[otr-users] Pidgin plugin sends and parses HTML
Scott Ellis
mail at scottellis.com.au
Sun May 11 23:20:05 EDT 2008
Actually there is a separate plugin available for Miranda (same author as
the OTR plugin - i.e. me) that will strip HTML from incoming messages - this
is to allow for OTR interoperability with those clients that do work
differently.
I had a similar discussion with the OTR authors about this as well, when I
first implemented my plugin. I was never given useless links - they
explained their position quite clearly. However I didn't and still don't
agree. To them, OTR is a protocol in it's own right, existing on top of
other IM protocols but having it's own rules. In the OTR spec it does say
that messages belonging to the OTR protocol may contain HTML. I would much
rather OTR be considered an extension to existing protocols, and have the
unencrypted messages follow the rules of the underlying protocol. One
motivation for this interpretation, I think, is that it may be more
difficult to achieve this in the pidgin architecture (i.e. the message to be
sent comes with HTML from the message window, goes via otr and then to the
protocol for sending - usually the proto will decide if it can send the HTML
but if OTR has encrypted the message that's not possible). With Miranda that
problem is easily solved, but other things are harder (i.e. sending an 'i'm
going offline now' message).
I don't think there's anything confusing to it - just a difference in
philosophy. My concern is that the decision to call OTR a 'protocol' is
motivated by convenience.
Scott
On Mon, May 12, 2008 at 2:30 AM, Rüdiger Kuhlmann <
l-otr.0705+23jv-l at ruediger-kuhlmann.de<l-otr.0705%2B23jv-l at ruediger-kuhlmann.de>>
wrote:
>
> >--[Jonathan Schleifer]--<js-otrim at webkeks.org>
> > Rüdiger Kuhlmann <l-otr.0705+23jv-l at ruediger-kuhlmann.de<l-otr.0705%2B23jv-l at ruediger-kuhlmann.de>>
> wrote:
> > > As such, the place
> > > for text/plain is supposed to contain encryped text/plain, while
> > > the place for text/html is supposed to contain encrypted text/html.
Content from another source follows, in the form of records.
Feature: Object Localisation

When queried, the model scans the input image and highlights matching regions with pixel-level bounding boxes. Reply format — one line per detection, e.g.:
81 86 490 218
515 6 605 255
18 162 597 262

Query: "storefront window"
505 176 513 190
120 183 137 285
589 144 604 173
> > That's exactly what I thought would be the right way to do it, thanks.
> > The problem is that Pidgin puts the HTML inside the XMPP *body*, which
> > is wrong, wrong and once again very wrong! It should put plaintext
> > there! It *may* use XHTML in the namespace reserved for it, but even if
> > it does so, it MUST also send a plain text variant, otherwise it
> > violates the RFC and the XHTML XEP!
>
> The excuse that will pop up on the list will be:
>
> | But the encrypted text _is_ plain text and not HTML
> | and thus doesn't violate the XMPP RfC!!!111oneeleven!!!
>
> ... which is technically true, but totally misses the point why
> this is wrong. The only thing ever said about integration says
> (from the README distributed with the libOTR source code):
>
> | If newmessage gets set by the call to something non-NULL, then you
> | should replace your message with the contents of newmessage, and
> | send that instead.
>
> So it says the only change to the data sent out is that the actual
> message is replaced by the encrypted one. In particular, it doesn't
> say to put the encrypted HTML in place of the text/plain part of
> the message, nor does it say anything about having to support HTML
> somewhere. I'm still waiting for someone to even try to bring any
> argument refusing my conclusion.
>
> Yours, Rüdiger.
>
> --
> "See, free nations are peaceful nations. Free nations don't attack
> each other. Free nations don't develop weapons of mass destruction."